# Iterables vs. Iterators vs. Generators 

## Let's explore the differences between...
* a container
* an iterable
* an iterator
* a generator
* a generator expression
* a {list, set, dict} comprehension


![alt-text](relationships.png)

## Containers 
* data structures which hold elements
* support membership tests
* live in memory
* typically hold all their values in memory
* e.g., string, list, tuple, set, dict
* an object is a container when it can be asked whether it _contains_ a certain element

In [1]:
1 in [1, 2, 3], 0 in [1, 2, 3]

(True, False)

In [2]:
4 in {4, 5, 6}, 1 in {4, 5, 6}

(True, False)

In [3]:
44 in ('Obama', 'Barack', 44, 2008, 'left')

True

In [4]:
# for dicts, membership checks the keys, not the values
44 in { 43: 'Bush', 44: 'Obama'}, 'Bush' in { 43: 'Bush', 44: 'Obama' }

(True, False)

In [5]:
'J' in 'Steve Jobs', 'Job' in 'Steve Jobs', 'Jobs' not in 'Carlos Jobim'

(True, True, True)

## Iterables
* any object, not necessarily a data structure, that can return an iterator (with the purpose of returning all of its elements)
* the `__iter__()` function returns an iterator
    * ...therefore, any object which has the `__iter__()` method is an iterable
* most containers are also iterable
* many more things are iterable as well (e.g., open files, open sockets, etc.)

In [6]:
mylist = [1, 2, 3]
iter1 = iter(mylist)
print(type(iter1))
iter2 = mylist.__iter__() # iter() maps to __iter__()
print(type(iter2))
next(iter1)

<class 'list_iterator'>
<class 'list_iterator'>


1

In [7]:
iter1.__next__() # next() maps to __next__()
#next(iter1)

2

In [8]:
next(iter1)

3

In [9]:
next(iter1)

StopIteration: 

In [10]:
next(iter2)

1

In [11]:
type(mylist), type(iter1), type(iter2)

(list, list_iterator, list_iterator)

In [12]:
# a list is iterable, but it is not its own iterator
next(mylist)

TypeError: 'list' object is not an iterator

In [13]:
iter(mylist) is mylist

False

In [16]:
mylistiter = iter(mylist)
print('%x %x' % (id(mylist), id(mylistiter)))

7fb0e67a4280 7fb0e6799fd0


In [17]:
iter(mylistiter) is mylistiter

True

## When we write...
`mylist = [1, 2, 3]
for x in mylist:
    ...`
## ...this is what happens

![alt-text](iterable.png "iterable")

## We can see this by disassembling the Python code...

In [18]:
import dis
mylist = [1, 2, 3]
total = 0
dis.dis('for item in mylist: total += item')

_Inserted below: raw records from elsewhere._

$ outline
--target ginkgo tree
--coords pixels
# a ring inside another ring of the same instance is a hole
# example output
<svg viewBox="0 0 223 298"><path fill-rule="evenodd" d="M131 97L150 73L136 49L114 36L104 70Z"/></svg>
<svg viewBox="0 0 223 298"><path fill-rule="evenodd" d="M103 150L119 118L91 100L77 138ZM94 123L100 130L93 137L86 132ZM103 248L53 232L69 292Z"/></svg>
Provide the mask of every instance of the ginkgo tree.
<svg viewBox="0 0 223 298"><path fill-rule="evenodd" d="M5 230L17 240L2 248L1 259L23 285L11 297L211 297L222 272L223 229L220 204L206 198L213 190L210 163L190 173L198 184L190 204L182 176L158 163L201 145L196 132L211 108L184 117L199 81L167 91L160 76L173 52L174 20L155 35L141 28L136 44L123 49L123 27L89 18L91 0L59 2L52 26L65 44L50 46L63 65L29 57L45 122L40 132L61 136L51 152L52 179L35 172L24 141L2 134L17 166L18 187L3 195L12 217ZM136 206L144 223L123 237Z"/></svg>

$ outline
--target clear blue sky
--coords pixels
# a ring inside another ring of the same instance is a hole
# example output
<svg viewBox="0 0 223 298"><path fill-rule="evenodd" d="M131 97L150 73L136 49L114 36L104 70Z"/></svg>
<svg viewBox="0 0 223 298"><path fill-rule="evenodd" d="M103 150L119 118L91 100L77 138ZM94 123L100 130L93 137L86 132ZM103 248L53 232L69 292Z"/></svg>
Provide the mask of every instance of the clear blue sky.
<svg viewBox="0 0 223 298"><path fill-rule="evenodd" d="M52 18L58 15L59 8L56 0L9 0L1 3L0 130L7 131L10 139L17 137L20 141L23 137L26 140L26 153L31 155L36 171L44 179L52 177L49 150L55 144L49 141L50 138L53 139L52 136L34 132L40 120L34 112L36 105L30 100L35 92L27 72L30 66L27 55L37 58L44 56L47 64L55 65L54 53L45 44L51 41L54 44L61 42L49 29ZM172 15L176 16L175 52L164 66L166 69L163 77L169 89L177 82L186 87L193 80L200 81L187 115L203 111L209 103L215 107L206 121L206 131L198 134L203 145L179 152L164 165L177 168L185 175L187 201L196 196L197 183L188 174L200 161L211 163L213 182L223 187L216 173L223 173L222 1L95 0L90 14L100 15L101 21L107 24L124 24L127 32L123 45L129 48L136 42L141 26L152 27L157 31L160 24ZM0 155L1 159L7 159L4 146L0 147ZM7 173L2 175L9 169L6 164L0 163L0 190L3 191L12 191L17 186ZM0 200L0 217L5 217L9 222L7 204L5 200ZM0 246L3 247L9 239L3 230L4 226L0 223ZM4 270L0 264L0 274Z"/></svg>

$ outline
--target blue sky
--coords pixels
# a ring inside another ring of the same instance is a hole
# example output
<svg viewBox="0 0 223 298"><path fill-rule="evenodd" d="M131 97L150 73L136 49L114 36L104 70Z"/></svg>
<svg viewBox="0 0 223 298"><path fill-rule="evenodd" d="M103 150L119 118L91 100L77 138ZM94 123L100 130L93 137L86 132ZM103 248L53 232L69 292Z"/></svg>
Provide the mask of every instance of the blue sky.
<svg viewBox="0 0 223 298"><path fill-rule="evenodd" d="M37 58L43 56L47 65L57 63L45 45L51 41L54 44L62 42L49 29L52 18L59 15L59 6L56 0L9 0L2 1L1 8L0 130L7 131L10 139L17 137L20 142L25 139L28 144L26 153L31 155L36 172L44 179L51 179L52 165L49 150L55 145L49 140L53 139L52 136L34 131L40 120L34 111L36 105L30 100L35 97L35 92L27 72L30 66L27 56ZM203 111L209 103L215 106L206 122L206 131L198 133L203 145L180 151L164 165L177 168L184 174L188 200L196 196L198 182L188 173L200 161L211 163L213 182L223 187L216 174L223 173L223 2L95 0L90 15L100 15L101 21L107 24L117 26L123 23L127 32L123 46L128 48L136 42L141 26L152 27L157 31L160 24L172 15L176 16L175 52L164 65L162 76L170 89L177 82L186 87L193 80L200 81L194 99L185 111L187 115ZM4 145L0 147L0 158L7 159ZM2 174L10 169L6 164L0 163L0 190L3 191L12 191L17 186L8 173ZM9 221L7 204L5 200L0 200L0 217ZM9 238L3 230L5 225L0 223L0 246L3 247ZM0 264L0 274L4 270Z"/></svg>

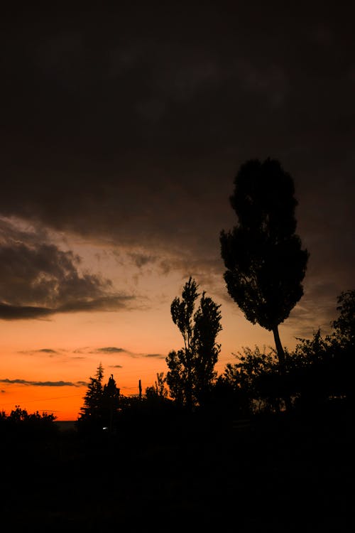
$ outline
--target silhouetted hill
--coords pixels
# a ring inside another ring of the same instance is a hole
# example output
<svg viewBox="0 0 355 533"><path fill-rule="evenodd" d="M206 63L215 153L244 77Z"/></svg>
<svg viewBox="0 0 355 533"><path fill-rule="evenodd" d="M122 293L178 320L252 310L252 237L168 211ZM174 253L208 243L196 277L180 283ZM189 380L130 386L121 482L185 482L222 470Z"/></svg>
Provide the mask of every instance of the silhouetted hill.
<svg viewBox="0 0 355 533"><path fill-rule="evenodd" d="M37 532L352 532L353 428L339 413L241 428L192 417L158 438L145 426L12 442L1 450L3 522Z"/></svg>

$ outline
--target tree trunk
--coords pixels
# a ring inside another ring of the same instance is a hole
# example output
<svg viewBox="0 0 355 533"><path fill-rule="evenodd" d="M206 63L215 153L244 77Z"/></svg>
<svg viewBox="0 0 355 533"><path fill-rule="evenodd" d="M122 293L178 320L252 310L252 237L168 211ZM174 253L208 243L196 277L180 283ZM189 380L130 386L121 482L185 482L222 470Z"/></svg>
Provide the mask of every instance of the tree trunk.
<svg viewBox="0 0 355 533"><path fill-rule="evenodd" d="M281 344L281 341L280 340L280 335L278 333L278 326L275 325L275 328L273 328L273 338L275 339L275 344L276 345L276 351L278 353L278 365L280 367L280 374L282 376L283 379L285 377L286 375L286 358L285 357L285 352L283 348L283 345ZM285 402L285 406L286 408L287 412L290 412L292 409L292 404L291 404L291 399L290 398L290 396L286 394L284 397L283 400Z"/></svg>

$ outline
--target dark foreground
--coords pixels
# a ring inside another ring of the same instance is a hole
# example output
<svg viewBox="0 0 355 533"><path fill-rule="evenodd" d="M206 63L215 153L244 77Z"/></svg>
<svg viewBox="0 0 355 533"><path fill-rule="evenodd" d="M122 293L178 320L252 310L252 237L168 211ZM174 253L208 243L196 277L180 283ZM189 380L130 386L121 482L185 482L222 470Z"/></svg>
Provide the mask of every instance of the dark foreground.
<svg viewBox="0 0 355 533"><path fill-rule="evenodd" d="M1 440L1 523L46 532L355 530L349 415ZM5 531L5 529L4 529Z"/></svg>

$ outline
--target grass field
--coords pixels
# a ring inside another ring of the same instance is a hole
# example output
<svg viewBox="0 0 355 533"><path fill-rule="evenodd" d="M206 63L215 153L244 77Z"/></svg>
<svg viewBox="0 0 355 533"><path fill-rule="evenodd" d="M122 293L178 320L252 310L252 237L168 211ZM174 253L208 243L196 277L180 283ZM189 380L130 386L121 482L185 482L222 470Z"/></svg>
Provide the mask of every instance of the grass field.
<svg viewBox="0 0 355 533"><path fill-rule="evenodd" d="M2 453L2 521L13 531L352 532L352 427L214 421L17 442Z"/></svg>

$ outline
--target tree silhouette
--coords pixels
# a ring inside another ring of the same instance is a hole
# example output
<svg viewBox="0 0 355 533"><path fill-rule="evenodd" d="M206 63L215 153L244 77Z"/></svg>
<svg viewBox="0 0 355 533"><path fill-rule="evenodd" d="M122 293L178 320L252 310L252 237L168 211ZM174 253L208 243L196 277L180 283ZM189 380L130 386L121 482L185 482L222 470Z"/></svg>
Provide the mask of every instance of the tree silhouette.
<svg viewBox="0 0 355 533"><path fill-rule="evenodd" d="M343 346L355 345L355 290L343 291L337 298L339 317L332 325L334 336Z"/></svg>
<svg viewBox="0 0 355 533"><path fill-rule="evenodd" d="M107 384L103 384L104 368L100 362L94 377L90 377L78 419L81 428L92 429L114 427L115 414L119 407L120 391L111 374Z"/></svg>
<svg viewBox="0 0 355 533"><path fill-rule="evenodd" d="M295 234L293 180L276 160L246 161L230 197L238 222L220 234L228 293L253 324L273 333L282 371L278 325L303 295L309 254Z"/></svg>
<svg viewBox="0 0 355 533"><path fill-rule="evenodd" d="M190 277L184 286L182 299L177 297L171 303L173 321L181 332L184 348L173 350L166 357L171 396L189 409L205 402L216 377L214 369L220 350L216 343L222 330L220 306L204 291L194 313L200 296L197 289L197 284Z"/></svg>

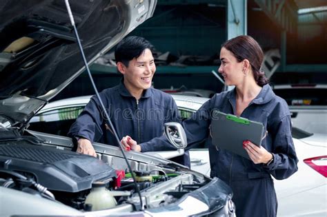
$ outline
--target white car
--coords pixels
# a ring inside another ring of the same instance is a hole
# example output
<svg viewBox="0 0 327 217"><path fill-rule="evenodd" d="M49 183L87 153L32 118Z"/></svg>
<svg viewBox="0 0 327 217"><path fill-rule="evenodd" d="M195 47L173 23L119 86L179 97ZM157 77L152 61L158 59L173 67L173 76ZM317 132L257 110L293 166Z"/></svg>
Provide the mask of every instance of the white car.
<svg viewBox="0 0 327 217"><path fill-rule="evenodd" d="M150 18L156 5L1 1L0 216L235 216L232 192L217 178L97 143L95 158L75 152L72 139L59 136L63 132L26 130L37 111ZM71 114L57 115L71 121ZM165 127L170 142L184 152L181 125Z"/></svg>
<svg viewBox="0 0 327 217"><path fill-rule="evenodd" d="M172 95L183 118L197 111L208 98ZM52 134L66 134L90 96L59 100L46 105L30 121L33 130ZM65 123L66 122L66 123ZM67 125L69 122L69 125ZM325 123L326 124L326 123ZM50 125L54 128L48 127ZM60 126L60 129L56 128ZM59 132L58 132L60 130ZM275 180L279 216L326 216L327 215L327 135L312 134L297 127L293 130L299 171L290 178ZM210 175L208 147L190 149L191 169Z"/></svg>

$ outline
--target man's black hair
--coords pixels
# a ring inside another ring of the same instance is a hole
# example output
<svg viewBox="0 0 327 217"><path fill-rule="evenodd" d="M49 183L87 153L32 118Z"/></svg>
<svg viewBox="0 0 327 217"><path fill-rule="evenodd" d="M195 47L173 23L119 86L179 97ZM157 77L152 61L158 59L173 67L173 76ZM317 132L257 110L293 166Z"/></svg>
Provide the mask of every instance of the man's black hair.
<svg viewBox="0 0 327 217"><path fill-rule="evenodd" d="M121 41L116 47L116 63L121 62L126 67L134 58L138 58L146 49L153 51L153 45L144 38L130 36Z"/></svg>

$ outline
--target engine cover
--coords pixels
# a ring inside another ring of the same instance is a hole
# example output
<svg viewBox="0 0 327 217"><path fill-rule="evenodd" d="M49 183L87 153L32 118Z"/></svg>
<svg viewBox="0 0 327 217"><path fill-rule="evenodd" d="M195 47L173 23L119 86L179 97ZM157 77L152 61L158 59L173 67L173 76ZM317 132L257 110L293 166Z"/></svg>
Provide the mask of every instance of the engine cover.
<svg viewBox="0 0 327 217"><path fill-rule="evenodd" d="M0 169L32 174L48 189L78 192L116 176L115 169L95 157L18 143L0 144Z"/></svg>

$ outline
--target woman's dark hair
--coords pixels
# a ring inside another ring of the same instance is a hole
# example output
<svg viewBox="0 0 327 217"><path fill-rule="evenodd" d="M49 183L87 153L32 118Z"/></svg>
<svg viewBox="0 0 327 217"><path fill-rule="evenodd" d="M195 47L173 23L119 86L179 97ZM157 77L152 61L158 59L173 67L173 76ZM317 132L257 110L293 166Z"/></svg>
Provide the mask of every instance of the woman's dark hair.
<svg viewBox="0 0 327 217"><path fill-rule="evenodd" d="M128 66L130 61L138 58L146 49L153 51L153 45L144 38L130 36L121 41L115 50L116 63L121 62Z"/></svg>
<svg viewBox="0 0 327 217"><path fill-rule="evenodd" d="M221 48L230 51L238 62L249 61L253 71L255 80L259 86L268 83L261 67L264 61L264 52L259 43L248 35L241 35L225 42Z"/></svg>

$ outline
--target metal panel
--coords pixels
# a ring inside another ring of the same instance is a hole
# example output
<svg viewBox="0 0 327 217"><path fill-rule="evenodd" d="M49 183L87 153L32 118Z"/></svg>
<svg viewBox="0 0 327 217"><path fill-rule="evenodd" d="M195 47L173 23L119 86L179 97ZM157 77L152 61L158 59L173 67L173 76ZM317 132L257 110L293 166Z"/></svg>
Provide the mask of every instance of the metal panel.
<svg viewBox="0 0 327 217"><path fill-rule="evenodd" d="M255 0L265 14L281 29L296 33L297 6L294 0Z"/></svg>
<svg viewBox="0 0 327 217"><path fill-rule="evenodd" d="M227 1L227 39L247 34L247 0Z"/></svg>

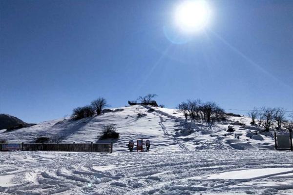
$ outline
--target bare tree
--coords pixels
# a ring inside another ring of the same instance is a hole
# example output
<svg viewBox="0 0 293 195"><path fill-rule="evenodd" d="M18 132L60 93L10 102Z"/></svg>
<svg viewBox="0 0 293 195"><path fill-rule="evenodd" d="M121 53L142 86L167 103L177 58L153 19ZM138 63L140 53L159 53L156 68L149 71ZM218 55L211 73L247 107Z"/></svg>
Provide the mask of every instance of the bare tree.
<svg viewBox="0 0 293 195"><path fill-rule="evenodd" d="M186 102L181 102L177 106L176 109L178 112L183 113L185 119L187 120L188 117L188 104Z"/></svg>
<svg viewBox="0 0 293 195"><path fill-rule="evenodd" d="M85 117L91 117L94 113L94 109L91 106L78 107L73 109L71 118L75 120L78 120Z"/></svg>
<svg viewBox="0 0 293 195"><path fill-rule="evenodd" d="M265 128L266 131L269 131L273 126L273 119L275 109L263 107L261 108L260 114L260 125Z"/></svg>
<svg viewBox="0 0 293 195"><path fill-rule="evenodd" d="M72 112L71 118L75 120L78 120L84 117L84 111L82 107L78 107L74 108Z"/></svg>
<svg viewBox="0 0 293 195"><path fill-rule="evenodd" d="M196 111L198 110L197 102L196 101L187 100L188 111L192 120L195 119Z"/></svg>
<svg viewBox="0 0 293 195"><path fill-rule="evenodd" d="M283 108L275 109L273 119L277 122L277 129L281 129L282 124L286 120L285 110Z"/></svg>
<svg viewBox="0 0 293 195"><path fill-rule="evenodd" d="M158 95L157 95L157 94L148 94L146 96L144 96L143 97L142 96L140 96L137 98L137 100L141 101L142 103L151 103L152 101L153 101L154 98L157 96Z"/></svg>
<svg viewBox="0 0 293 195"><path fill-rule="evenodd" d="M97 115L100 115L102 111L108 106L107 100L104 98L99 98L98 99L91 102L91 105L96 111Z"/></svg>
<svg viewBox="0 0 293 195"><path fill-rule="evenodd" d="M289 115L290 119L285 124L285 127L290 131L292 132L293 130L293 114Z"/></svg>
<svg viewBox="0 0 293 195"><path fill-rule="evenodd" d="M202 112L207 122L210 122L212 115L218 108L218 106L214 102L208 101L203 104L202 107Z"/></svg>
<svg viewBox="0 0 293 195"><path fill-rule="evenodd" d="M253 110L250 111L248 113L248 116L249 117L251 118L251 125L255 124L255 119L258 116L258 111L257 111L257 108L256 107L253 107Z"/></svg>

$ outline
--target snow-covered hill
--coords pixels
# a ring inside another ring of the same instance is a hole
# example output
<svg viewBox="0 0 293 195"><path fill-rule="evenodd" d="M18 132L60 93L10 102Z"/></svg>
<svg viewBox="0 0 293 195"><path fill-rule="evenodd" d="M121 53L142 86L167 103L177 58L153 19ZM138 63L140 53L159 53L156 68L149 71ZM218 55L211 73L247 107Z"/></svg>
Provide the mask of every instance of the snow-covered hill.
<svg viewBox="0 0 293 195"><path fill-rule="evenodd" d="M33 142L36 137L46 136L61 137L63 142L96 142L103 127L114 124L120 134L118 140L113 140L114 152L126 151L129 140L142 138L150 140L150 149L154 151L257 149L259 145L261 149L273 148L272 134L252 136L257 128L250 125L251 119L245 116L230 117L227 121L209 124L187 122L183 115L174 109L135 105L112 110L76 121L64 118L10 132L1 130L0 140ZM138 117L138 113L146 115ZM226 132L230 125L235 130L233 133ZM252 133L246 136L250 132Z"/></svg>

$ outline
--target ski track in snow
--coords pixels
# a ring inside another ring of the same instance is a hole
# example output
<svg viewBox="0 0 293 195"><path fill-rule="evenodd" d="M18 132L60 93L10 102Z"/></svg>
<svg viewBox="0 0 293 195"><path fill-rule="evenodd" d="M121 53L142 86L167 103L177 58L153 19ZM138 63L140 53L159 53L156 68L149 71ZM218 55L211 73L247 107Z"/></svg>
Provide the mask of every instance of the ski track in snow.
<svg viewBox="0 0 293 195"><path fill-rule="evenodd" d="M12 178L9 186L0 187L1 195L293 193L291 153L207 150L111 154L16 152L0 155L0 186L4 176ZM209 176L221 173L227 176L230 171L276 168L284 170L274 171L273 175L262 173L261 176L252 176L251 178L245 176L243 179L239 176L222 179L220 174L220 178L209 179Z"/></svg>
<svg viewBox="0 0 293 195"><path fill-rule="evenodd" d="M249 124L249 117L210 124L187 122L173 109L138 105L120 110L0 130L0 139L16 142L56 135L64 142L97 142L109 124L120 134L113 154L0 152L0 194L293 194L293 153L270 150L271 132L261 134L263 140L246 136L256 127L237 124ZM138 112L146 115L138 117ZM235 131L227 133L231 123ZM141 138L150 139L150 152L129 153L129 140ZM258 144L269 150L256 150ZM267 173L257 173L265 168ZM248 176L247 169L257 174ZM230 176L237 173L244 176Z"/></svg>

  1           0 SETUP_LOOP              20 (to 22)
              2 LOAD_NAME                0 (mylist)
              4 GET_ITER
        >>    6 FOR_ITER                12 (to 20)
              8 STORE_NAME               1 (item)
             10 LOAD_NAME                2 (total)
             12 LOAD_NAME                1 (item)
             14 INPLACE_ADD
             16 STORE_NAME               2 (total)
             18 JUMP_ABSOLUTE            6
        >>   20 POP_BLOCK
        >>   22 LOAD_CONST               0 (None)
             24 RETURN_VALUE


## So what is an iterator?
* a stateful object that produces the next value when you call __`next()`__ on it
* any object that has a __\_\_`next`\_\_()__ method is therefore an iterator
* how it produces a value is irrelevant
* in other words, an iterator is a value factory
 * each time you ask it for "the next" value, it knows how to compute it because it holds internal state

In [19]:
# let's see how an iterator works...
mylist = [13, 46, -3, 'Go!']
myiter = iter(mylist) # get the list iterator

try:
    while True:
        val = next(myiter)
        print(val, end=' ')
except StopIteration:
    print('Stop!')

13 46 -3 Go! Stop!


## Let's build our own iterator!

In [20]:
class Fibonacci():
    def __init__(self):
        self.prev = 0
        self.curr = 1

    def __iter__(self):
        return self

    def __next__(self):
        """ 
        each call to next() does two important things:

        1. modify its state for the subsequent next() call
        2. produces a result for the current call
        """
        value = self.curr
        self.curr += self.prev
        self.prev = value
        if value > 1000:
            raise StopIteration
        return value

# Note that this class is both an iterable due to __iter__()
# method and its own iterator, due to __next__() method!

f = Fibonacci()
print(next(f), next(f), 'before the for loop')

for num in f:
    print(num, end=' ')

1 1 before the for loop
2 3 5 8 13 21 34 55 89 144 233 377 610 987 

In [None]:
fib = Fibonacci()
for num in fib:
    print(num, end=' ')

## Lab: Iterators

Write your own iterator class which takes an iterable and each time it's invoked, it returns a *random* element. The iterator should stop (i.e., __`raise`__ the __`StopIteration`__ exception) when it has returned all elements of the iterable.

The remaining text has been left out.